Structural Similarity Index analyzer.

Video quality metrics:

class evaluation.tools.video_quality_analyzer.SubjectConsistencyAnalyzer

Video subject consistency analyzer.

Success Rate Calculator

class evaluation.tools.success_rate_calculator.DynamicThresholdSuccessRateCalculator

Calculate detection success rates with dynamic thresholds.

Example Usage:

from markdiffusion.evaluation.dataset import MSCOCODataset
from markdiffusion.evaluation.pipelines.detection import WatermarkedMediaDetectionPipeline
from markdiffusion.evaluation.tools.image_editor import JPEGCompression
from markdiffusion.evaluation.tools.success_rate_calculator import DynamicThresholdSuccessRateCalculator

# Load dataset
dataset = MSCOCODataset('dataset/mscoco/mscoco.parquet', max_samples=100)

# Create pipeline
pipeline = WatermarkedMediaDetectionPipeline(
    attack=JPEGCompression(quality=50),
    success_rate_calculator=DynamicThresholdSuccessRateCalculator()
)

# Run evaluation
pipeline.run(watermark, dataset)
results = pipeline.get_results()
print(results)
from markdiffusion.evaluation.pipelines.image_quality_analysis import DirectImageQualityAnalysisPipeline
from markdiffusion.evaluation.dataset import StableDiffusionPromptsDataset
from markdiffusion.evaluation.tools.image_quality_analyzer import PSNRAnalyzer, SSIMAnalyzer

# Load dataset
dataset = StableDiffusionPromptsDataset('dataset/prompts.parquet', max_samples=50)

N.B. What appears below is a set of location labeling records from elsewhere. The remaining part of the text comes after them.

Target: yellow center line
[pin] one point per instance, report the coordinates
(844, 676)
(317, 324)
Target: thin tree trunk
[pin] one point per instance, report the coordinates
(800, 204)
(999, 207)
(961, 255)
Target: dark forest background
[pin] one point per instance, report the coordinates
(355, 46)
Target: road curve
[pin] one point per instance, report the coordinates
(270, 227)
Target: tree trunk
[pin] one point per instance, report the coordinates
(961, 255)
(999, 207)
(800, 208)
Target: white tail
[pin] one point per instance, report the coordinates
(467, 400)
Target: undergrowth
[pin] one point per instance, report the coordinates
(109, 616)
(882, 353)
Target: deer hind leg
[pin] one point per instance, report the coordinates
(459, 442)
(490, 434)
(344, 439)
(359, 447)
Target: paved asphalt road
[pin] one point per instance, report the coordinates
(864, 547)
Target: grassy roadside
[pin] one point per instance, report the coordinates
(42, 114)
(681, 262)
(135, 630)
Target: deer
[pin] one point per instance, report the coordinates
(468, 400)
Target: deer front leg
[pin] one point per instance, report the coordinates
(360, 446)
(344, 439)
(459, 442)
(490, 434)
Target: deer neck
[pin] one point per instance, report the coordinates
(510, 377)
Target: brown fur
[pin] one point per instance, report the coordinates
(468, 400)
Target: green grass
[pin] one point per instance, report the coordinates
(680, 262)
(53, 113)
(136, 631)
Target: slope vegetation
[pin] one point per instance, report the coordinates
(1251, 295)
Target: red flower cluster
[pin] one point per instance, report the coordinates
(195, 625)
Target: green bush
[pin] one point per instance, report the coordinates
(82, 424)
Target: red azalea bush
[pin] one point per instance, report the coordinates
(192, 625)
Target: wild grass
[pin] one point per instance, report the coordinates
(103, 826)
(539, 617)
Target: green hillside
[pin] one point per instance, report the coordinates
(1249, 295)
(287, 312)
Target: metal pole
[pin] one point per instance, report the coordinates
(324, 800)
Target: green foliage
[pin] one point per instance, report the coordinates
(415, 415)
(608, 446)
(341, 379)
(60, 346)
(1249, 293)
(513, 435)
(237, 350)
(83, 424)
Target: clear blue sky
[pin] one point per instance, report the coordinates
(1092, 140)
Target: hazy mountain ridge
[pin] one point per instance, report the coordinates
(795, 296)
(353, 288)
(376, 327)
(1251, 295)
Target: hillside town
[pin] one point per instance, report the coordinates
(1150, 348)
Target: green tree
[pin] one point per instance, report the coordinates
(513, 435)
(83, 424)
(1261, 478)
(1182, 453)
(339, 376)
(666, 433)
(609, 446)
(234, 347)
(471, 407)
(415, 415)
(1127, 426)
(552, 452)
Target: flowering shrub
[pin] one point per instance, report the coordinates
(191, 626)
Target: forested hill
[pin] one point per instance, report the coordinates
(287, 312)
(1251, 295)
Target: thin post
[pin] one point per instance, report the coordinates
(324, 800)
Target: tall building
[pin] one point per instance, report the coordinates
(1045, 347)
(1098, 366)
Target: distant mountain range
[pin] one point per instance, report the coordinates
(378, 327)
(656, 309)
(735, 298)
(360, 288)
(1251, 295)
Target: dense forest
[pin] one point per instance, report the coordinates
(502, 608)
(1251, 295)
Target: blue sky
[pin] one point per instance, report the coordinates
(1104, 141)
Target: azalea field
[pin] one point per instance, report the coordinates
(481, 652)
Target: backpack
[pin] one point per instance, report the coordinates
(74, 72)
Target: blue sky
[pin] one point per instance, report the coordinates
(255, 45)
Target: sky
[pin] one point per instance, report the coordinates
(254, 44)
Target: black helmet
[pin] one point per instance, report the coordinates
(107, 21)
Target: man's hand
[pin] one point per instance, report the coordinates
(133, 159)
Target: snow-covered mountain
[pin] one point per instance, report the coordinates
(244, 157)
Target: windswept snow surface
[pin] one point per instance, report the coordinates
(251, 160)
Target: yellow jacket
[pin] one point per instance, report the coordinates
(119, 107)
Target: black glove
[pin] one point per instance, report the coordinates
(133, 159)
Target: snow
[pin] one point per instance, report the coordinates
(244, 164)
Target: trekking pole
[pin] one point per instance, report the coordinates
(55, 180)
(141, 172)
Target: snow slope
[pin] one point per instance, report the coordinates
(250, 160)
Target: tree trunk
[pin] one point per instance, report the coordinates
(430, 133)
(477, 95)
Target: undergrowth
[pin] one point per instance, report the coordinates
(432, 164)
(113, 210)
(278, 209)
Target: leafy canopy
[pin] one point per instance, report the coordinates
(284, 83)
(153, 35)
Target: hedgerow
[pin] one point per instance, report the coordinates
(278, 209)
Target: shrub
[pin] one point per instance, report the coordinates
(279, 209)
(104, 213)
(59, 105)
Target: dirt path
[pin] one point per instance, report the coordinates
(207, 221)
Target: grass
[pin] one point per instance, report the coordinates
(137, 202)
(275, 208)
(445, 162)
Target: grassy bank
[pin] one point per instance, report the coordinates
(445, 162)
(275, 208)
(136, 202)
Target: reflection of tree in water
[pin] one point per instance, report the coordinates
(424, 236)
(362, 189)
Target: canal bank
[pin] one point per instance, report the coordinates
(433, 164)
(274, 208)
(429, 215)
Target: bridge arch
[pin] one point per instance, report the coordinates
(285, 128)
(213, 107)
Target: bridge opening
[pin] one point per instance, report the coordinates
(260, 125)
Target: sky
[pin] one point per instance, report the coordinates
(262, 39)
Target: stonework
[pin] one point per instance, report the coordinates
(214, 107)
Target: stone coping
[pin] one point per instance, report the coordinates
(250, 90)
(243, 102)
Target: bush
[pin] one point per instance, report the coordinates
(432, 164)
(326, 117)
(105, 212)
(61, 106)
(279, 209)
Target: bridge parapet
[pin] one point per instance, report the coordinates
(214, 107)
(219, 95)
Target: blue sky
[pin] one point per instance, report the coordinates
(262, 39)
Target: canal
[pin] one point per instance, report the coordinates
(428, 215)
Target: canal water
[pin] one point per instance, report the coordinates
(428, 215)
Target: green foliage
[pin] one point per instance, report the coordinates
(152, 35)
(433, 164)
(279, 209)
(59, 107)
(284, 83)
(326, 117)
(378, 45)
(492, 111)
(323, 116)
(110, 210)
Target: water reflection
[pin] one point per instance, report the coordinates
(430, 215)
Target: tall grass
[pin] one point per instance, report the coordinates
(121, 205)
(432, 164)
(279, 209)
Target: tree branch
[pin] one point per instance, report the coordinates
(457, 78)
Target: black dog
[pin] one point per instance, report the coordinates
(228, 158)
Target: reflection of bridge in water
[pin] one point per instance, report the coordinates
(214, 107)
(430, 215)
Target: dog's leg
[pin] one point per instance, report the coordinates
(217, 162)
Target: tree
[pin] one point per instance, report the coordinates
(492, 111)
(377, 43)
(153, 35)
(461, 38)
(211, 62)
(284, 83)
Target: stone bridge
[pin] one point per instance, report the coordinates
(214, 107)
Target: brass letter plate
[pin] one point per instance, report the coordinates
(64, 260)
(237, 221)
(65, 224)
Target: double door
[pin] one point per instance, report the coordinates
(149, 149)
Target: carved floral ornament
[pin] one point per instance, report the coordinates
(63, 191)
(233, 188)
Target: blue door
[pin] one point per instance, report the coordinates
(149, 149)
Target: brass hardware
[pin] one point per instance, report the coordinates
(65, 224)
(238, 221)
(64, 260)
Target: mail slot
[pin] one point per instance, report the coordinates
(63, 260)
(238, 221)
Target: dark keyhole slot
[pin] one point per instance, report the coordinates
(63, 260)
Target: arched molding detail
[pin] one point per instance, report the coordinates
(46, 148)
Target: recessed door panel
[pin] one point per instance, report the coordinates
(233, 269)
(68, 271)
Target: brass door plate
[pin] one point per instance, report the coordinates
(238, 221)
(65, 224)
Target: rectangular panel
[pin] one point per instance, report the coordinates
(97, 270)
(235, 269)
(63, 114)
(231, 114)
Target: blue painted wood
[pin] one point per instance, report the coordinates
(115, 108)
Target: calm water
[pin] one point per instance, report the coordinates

# Create pipeline with quality analyzers
pipeline = DirectImageQualityAnalysisPipeline(
    quality_analyzers=[PSNRAnalyzer(), SSIMAnalyzer()]
)

# Run analysis
pipeline.run(watermark, dataset)
results = pipeline.get_results()
print(results)

Note

For detailed evaluation examples and workflows, see Evaluation.